Paper Title
Laser Application and Artificial Intelligence Utilization in Production Quality Management: Piping Fabrication

Abstract
The development of quality control systems in production is one of the matters of concern to producers and quality control institutions alike. The pipe industry is considered one of the important industries because of its wide and sensitive applications in the infrastructure of projects, so limiting quality control to human capabilities only is considered a weakness in these systems. The benefit of the applications of artificial intelligence in quality control has been used by many producers, despite the difficulties that accompany the use of these techniques, as they require training and a special work environment. Deep neural networks were used in this work to monitor the quality of tubes and classify them according to the criteria that were determined.One of the things that has been focused on is to reduce the time and data needed to train the deep game network, by relying on the technology of transfer learning. Transfer learning is one of the ways to train deep neural networks that have been previously trained, which saves time and data for training and allows the user to use high-resolution models in the design and make some modifications to them, making them commensurate with the nature of the application he wants to design.

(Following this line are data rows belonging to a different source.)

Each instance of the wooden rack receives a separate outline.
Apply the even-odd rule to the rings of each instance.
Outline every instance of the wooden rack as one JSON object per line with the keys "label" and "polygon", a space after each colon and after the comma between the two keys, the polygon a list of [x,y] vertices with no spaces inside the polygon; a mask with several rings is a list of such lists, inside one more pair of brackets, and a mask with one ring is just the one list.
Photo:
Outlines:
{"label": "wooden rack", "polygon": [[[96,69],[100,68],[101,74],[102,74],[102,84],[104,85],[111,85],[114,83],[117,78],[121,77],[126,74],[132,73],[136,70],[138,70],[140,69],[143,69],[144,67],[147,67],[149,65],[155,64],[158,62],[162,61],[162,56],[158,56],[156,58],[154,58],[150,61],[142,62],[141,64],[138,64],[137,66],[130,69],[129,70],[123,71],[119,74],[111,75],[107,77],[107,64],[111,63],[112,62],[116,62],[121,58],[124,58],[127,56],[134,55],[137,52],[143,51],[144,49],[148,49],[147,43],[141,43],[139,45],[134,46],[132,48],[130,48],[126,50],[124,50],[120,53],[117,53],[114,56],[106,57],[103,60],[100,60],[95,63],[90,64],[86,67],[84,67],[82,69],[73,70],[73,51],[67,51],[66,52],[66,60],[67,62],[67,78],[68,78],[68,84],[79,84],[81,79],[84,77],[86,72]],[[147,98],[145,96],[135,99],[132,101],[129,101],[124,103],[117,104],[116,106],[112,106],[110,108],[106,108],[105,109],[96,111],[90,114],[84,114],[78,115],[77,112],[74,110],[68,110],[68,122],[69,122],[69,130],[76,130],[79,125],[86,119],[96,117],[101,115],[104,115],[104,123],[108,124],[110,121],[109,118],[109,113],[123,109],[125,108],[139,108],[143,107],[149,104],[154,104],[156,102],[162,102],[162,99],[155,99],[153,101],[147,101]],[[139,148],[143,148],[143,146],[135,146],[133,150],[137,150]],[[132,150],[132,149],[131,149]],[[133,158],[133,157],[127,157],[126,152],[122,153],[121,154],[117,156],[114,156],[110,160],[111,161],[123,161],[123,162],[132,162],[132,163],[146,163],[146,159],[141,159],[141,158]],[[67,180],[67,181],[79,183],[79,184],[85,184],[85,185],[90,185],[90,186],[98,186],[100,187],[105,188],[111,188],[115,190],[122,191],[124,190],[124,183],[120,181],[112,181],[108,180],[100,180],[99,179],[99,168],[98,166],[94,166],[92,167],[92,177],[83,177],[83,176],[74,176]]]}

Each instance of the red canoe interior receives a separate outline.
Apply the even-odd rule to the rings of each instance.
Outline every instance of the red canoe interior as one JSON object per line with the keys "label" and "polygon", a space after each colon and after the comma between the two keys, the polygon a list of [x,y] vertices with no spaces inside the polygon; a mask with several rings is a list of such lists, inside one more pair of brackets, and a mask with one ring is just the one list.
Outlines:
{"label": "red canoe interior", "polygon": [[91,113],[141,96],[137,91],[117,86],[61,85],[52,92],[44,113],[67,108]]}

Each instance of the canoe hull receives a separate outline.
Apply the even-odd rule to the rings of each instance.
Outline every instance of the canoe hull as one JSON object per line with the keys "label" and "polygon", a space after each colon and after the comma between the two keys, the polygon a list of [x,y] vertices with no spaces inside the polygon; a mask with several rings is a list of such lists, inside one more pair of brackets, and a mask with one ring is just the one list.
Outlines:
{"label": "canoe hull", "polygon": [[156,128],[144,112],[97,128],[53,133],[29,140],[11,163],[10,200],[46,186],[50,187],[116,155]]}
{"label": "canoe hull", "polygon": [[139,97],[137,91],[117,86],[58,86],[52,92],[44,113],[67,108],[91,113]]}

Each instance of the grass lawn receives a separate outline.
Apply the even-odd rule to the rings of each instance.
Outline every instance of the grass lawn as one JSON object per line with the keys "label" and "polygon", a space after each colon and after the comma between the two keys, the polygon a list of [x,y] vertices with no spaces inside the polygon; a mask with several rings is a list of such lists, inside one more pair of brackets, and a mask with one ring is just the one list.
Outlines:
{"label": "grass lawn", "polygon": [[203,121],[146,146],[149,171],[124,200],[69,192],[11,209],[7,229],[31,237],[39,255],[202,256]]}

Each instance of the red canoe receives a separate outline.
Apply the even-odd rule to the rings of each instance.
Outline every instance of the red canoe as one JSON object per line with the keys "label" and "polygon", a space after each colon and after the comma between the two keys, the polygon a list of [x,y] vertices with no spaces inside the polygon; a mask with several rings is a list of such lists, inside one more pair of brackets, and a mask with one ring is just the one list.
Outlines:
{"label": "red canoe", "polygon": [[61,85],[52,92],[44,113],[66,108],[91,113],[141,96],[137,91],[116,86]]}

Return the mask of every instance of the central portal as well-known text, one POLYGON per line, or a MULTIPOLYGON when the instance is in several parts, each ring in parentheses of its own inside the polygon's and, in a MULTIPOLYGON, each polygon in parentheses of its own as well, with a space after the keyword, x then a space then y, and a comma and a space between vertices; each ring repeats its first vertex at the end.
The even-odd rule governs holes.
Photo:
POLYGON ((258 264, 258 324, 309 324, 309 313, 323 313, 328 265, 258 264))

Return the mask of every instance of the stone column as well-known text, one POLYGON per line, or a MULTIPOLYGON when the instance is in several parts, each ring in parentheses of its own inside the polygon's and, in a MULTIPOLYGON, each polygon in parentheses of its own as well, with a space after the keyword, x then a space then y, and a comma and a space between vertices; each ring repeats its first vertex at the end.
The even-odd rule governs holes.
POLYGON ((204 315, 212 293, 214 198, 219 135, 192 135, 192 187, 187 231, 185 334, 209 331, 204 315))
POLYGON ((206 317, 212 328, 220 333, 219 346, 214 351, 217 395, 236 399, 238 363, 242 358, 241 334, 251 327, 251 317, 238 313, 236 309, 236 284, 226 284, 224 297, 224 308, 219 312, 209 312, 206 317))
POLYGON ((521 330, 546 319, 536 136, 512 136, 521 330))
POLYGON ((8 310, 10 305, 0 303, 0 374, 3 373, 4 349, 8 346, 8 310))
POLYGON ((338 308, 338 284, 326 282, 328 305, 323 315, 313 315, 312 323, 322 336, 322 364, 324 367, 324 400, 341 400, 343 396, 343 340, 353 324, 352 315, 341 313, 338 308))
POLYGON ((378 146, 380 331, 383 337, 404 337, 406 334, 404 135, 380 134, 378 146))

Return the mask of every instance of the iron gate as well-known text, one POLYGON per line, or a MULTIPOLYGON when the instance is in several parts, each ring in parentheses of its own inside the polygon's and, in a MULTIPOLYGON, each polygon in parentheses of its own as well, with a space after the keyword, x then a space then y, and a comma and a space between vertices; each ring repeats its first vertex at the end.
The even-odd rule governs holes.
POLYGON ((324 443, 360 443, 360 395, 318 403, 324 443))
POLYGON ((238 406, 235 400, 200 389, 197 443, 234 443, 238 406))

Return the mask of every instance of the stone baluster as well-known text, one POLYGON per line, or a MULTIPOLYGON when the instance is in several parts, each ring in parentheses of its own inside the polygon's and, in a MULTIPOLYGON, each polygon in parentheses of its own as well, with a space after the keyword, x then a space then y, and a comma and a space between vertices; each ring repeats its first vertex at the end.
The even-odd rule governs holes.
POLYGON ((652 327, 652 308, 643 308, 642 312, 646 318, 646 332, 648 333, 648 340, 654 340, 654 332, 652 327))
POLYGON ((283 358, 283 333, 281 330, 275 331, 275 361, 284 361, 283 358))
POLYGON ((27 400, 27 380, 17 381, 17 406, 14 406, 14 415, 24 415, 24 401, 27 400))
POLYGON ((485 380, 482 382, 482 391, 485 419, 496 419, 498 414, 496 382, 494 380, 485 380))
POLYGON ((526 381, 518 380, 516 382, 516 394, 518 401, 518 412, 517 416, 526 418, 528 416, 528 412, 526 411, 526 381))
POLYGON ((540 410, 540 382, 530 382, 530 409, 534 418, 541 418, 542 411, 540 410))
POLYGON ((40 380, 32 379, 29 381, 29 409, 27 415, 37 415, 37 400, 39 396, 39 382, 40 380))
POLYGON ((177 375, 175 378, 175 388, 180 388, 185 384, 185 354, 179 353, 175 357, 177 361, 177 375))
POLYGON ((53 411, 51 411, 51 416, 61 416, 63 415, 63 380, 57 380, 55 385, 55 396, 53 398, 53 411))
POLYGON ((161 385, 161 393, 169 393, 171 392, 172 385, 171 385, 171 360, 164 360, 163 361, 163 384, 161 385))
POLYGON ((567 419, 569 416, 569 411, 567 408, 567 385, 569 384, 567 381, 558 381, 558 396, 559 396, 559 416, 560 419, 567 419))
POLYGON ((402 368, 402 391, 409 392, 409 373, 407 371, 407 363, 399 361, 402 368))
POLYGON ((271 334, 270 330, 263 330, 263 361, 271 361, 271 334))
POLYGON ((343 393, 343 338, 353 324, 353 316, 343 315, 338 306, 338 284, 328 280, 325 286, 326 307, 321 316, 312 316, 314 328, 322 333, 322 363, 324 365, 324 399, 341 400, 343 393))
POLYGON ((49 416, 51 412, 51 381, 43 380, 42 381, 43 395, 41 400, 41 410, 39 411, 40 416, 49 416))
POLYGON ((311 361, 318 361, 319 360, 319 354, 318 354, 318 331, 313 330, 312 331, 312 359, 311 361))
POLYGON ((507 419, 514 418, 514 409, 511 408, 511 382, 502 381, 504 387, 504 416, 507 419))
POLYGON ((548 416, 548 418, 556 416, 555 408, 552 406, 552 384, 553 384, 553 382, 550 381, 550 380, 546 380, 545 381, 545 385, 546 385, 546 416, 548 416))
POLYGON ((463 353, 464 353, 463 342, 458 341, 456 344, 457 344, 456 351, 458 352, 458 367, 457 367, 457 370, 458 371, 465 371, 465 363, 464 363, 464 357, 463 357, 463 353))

Alexnet is used in this work because it has high accuracy in classification of images. Alexnet contains 25 layers, only three layers were modified to be suitable with our application. About 1000 images only used in training and validation processes. The simulation results shows that the transfer learning is accepted technique and is also save time with high accuracy results. Keywords - Quality, Pipes, Monitoring, Transfer Learning, Deep Neural Networks, Alexnet, Training, Validation.